Le président Biden a annoncé cette nouvelle aide, qui comprend notamment des pièces d'artillerie et des obus supplémentaires, lors d'un entretien téléphonique avec son homologue ukrainien Volodymyr Zelensky.
Dans un message vidéo, ce dernier a dit sa "gratitude" à l'égard des Américains pour la nouvelle tranche d'aide militaire. "Je veux dire ma gratitude pour ce soutien, il est particulièrement important pour notre défense dans le Donbass", la région, de l'est de l'Ukraine épicentre des attaques russes actuelles.

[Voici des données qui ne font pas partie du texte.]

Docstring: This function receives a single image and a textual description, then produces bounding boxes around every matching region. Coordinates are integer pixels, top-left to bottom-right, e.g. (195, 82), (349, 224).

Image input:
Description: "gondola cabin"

"L'Ukraine est confrontée à un moment charnière sur le champ de bataille", a pour sa part déclaré le secrétaire américain à la Défense Lloyd Austin, lors d'une réunion au siège de l'Otan à Bruxelles des pays du "groupe de contact" créé par les Etats-Unis pour aider l'Ukraine.
"Nous devons donc intensifier notre engagement commun" et "redoubler d'efforts pour qu'elle puisse se défendre", a-t-il ajouté.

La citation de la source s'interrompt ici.